As a result, anti-garbage legislation flew through Virginia’s Legislature with lightning speed. Proposed January 11, it was passed into law March 29 in modified form.

“Obviously, our members are opposed to this legislation,” says Jenny Heumann, of the Washington, D.C.-based National Solid Wastes Management Association. “Our association is against any resistance to the interstate transport of solid wastes, because it goes against the commerce clause of the Constitution.”

Court challenges to the legislation may ensue. The trash-hauling industry, whose top five companies had 1998 revenue of $19.4 billion, according to Waste Age magazine, has won three interstate trash-hauling cases in the Supreme Court since 1992.

The court rulings, combined with local landfills at or near capacity and a trend toward building huge regional landfills, has brought about an increase in interstate refuse shipments in recent years. One monster Virginia landfill was designed to grow 500 feet high and occupy three square miles when it reaches capacity in about 40 years.

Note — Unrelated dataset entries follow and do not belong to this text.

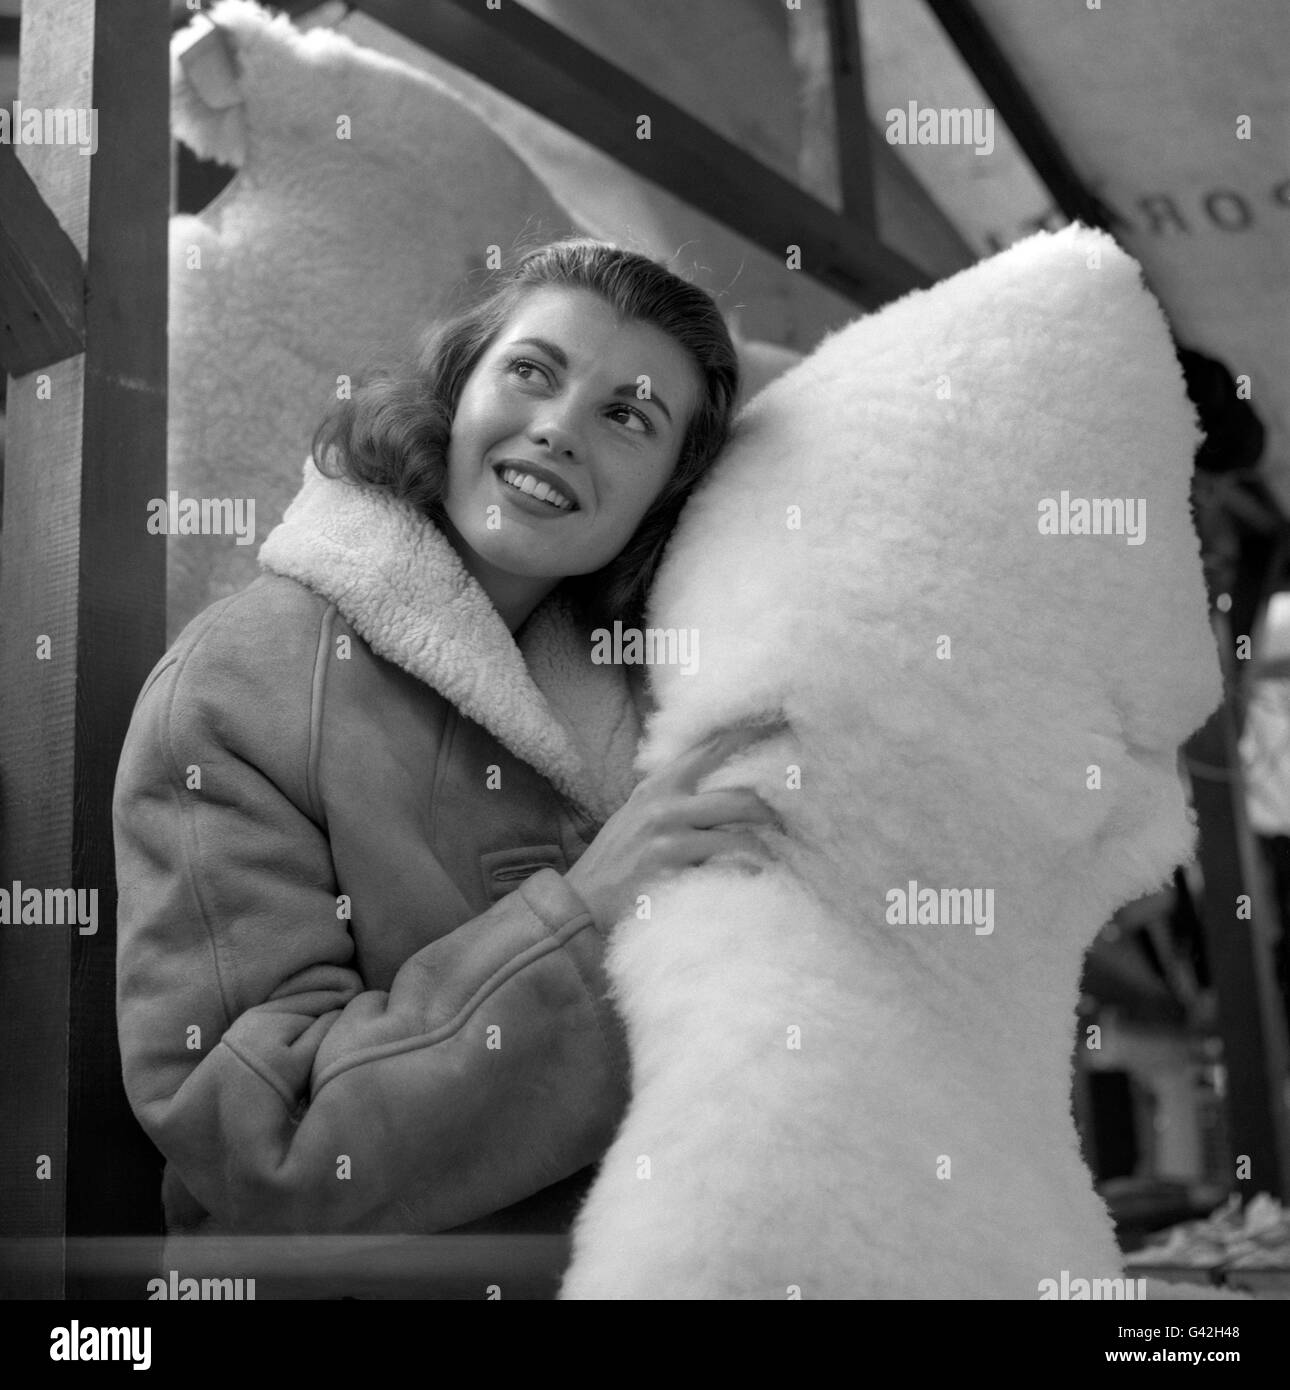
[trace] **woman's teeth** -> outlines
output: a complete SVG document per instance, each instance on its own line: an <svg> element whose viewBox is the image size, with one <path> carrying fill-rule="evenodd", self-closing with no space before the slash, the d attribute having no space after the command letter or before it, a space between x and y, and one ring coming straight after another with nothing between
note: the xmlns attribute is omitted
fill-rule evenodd
<svg viewBox="0 0 1290 1390"><path fill-rule="evenodd" d="M530 497L536 497L539 502L547 502L557 511L571 512L573 501L562 492L558 492L550 483L540 482L532 473L525 473L518 468L503 468L502 481L509 483L511 487L519 492L527 493Z"/></svg>

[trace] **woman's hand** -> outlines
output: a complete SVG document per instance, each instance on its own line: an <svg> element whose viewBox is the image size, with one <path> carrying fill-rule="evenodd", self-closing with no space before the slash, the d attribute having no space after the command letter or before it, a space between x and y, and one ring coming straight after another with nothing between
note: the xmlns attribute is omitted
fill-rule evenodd
<svg viewBox="0 0 1290 1390"><path fill-rule="evenodd" d="M747 787L698 792L708 773L782 725L727 729L643 778L601 827L565 881L608 931L636 905L646 883L704 864L713 855L742 850L765 859L751 829L778 825L769 806Z"/></svg>

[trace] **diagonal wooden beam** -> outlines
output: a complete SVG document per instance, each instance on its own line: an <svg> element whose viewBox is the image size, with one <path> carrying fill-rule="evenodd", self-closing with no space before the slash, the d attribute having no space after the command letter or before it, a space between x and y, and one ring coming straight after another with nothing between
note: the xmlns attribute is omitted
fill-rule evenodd
<svg viewBox="0 0 1290 1390"><path fill-rule="evenodd" d="M929 283L869 230L768 169L746 150L548 24L523 5L479 0L359 0L388 28L481 78L633 173L858 304ZM642 138L642 117L649 118Z"/></svg>
<svg viewBox="0 0 1290 1390"><path fill-rule="evenodd" d="M972 70L1003 123L1072 221L1111 230L1111 214L1080 177L1070 156L1031 100L972 0L926 0L928 9Z"/></svg>
<svg viewBox="0 0 1290 1390"><path fill-rule="evenodd" d="M0 371L25 376L85 346L85 266L12 145L0 144Z"/></svg>

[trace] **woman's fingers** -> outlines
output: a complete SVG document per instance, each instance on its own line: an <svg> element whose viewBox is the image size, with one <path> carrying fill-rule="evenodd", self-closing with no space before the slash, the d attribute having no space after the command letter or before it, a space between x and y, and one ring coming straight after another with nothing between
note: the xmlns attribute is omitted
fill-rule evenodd
<svg viewBox="0 0 1290 1390"><path fill-rule="evenodd" d="M779 817L747 787L726 787L721 791L698 792L688 806L689 821L696 829L707 830L715 825L739 825L753 822L760 825L779 824Z"/></svg>
<svg viewBox="0 0 1290 1390"><path fill-rule="evenodd" d="M693 838L691 853L691 865L707 864L718 855L749 855L763 864L775 858L751 830L700 830Z"/></svg>
<svg viewBox="0 0 1290 1390"><path fill-rule="evenodd" d="M676 787L694 787L709 772L715 771L736 753L770 738L787 727L785 720L767 720L762 724L741 724L730 729L718 729L702 743L687 749L663 770L662 776Z"/></svg>

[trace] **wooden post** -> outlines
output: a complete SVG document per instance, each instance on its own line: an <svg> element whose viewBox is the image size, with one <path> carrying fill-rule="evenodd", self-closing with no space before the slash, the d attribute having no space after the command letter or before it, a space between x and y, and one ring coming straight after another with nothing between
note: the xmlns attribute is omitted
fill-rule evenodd
<svg viewBox="0 0 1290 1390"><path fill-rule="evenodd" d="M1231 634L1215 614L1220 653ZM1200 825L1205 892L1201 920L1210 980L1218 997L1218 1030L1227 1077L1225 1103L1232 1153L1248 1159L1249 1176L1232 1174L1233 1190L1254 1197L1290 1197L1290 1119L1287 1117L1285 1013L1272 961L1278 914L1267 871L1250 831L1237 753L1230 692L1235 663L1225 658L1229 697L1186 745ZM1241 900L1249 911L1241 911Z"/></svg>
<svg viewBox="0 0 1290 1390"><path fill-rule="evenodd" d="M85 351L9 381L0 886L80 890L94 916L0 925L0 1296L92 1292L65 1236L159 1224L115 1042L111 795L165 633L145 523L166 478L169 34L160 0L23 6L19 100L81 113L94 152L16 147L89 283Z"/></svg>
<svg viewBox="0 0 1290 1390"><path fill-rule="evenodd" d="M877 235L859 0L829 0L829 53L833 65L833 116L842 211L856 226Z"/></svg>

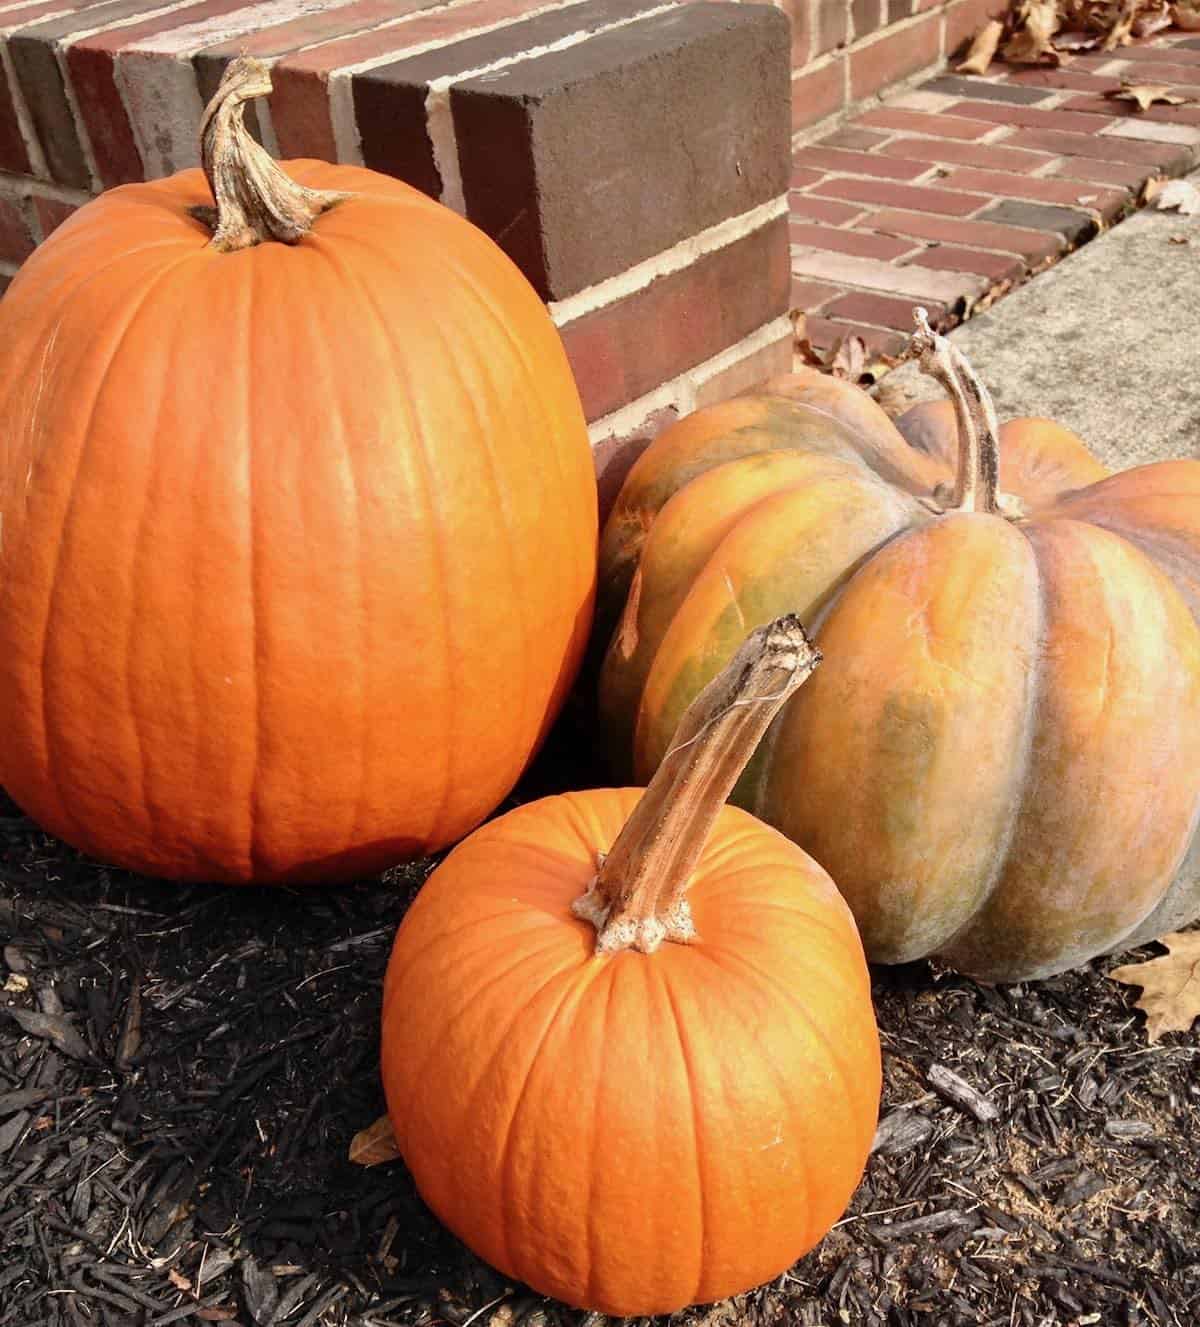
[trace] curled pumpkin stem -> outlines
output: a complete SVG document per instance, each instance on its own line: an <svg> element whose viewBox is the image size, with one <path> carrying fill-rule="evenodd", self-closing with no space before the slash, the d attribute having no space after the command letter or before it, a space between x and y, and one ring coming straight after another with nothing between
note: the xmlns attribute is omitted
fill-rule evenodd
<svg viewBox="0 0 1200 1327"><path fill-rule="evenodd" d="M913 321L917 330L904 358L915 359L922 373L941 383L958 422L958 473L946 510L998 511L1000 424L991 393L962 351L933 330L924 309L913 310Z"/></svg>
<svg viewBox="0 0 1200 1327"><path fill-rule="evenodd" d="M696 931L687 887L721 807L771 720L821 661L800 620L751 633L692 701L671 749L626 821L577 917L596 927L596 952L686 943Z"/></svg>
<svg viewBox="0 0 1200 1327"><path fill-rule="evenodd" d="M221 253L249 249L266 240L298 244L313 222L349 197L297 184L254 141L246 128L246 103L271 91L271 72L252 56L225 70L200 121L200 160L215 208L196 208Z"/></svg>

New York state was the No. 1 exporter of garbage in 1997, shipping out 3.7 million tons of the stuff in 1997, according to the Congressional Research Service. Illinois was second, at 2.8 million tons, New Jersey exported 2.4 million, Maryland had 1.8 million and Missouri, 1.6 million. There’s a big falloff to sixth place Ohio, which farmed out 902,000 tons, followed by Louisiana at 800,000, Washington, 778,000, the District of Columbia, 650,000, and Indiana, 559,000.

Of the 35 states that exported solid waste in 1997, Mississippi was next to last with 15,000 tons and Tennessee took up the rear, exporting 4,900 tons.

On the East Coast, the flow of garbage between states will be thrown dramatically out of kilter in 2001, the year New York City’s main solid waste disposal site, Fresh Kills Landfill, closes.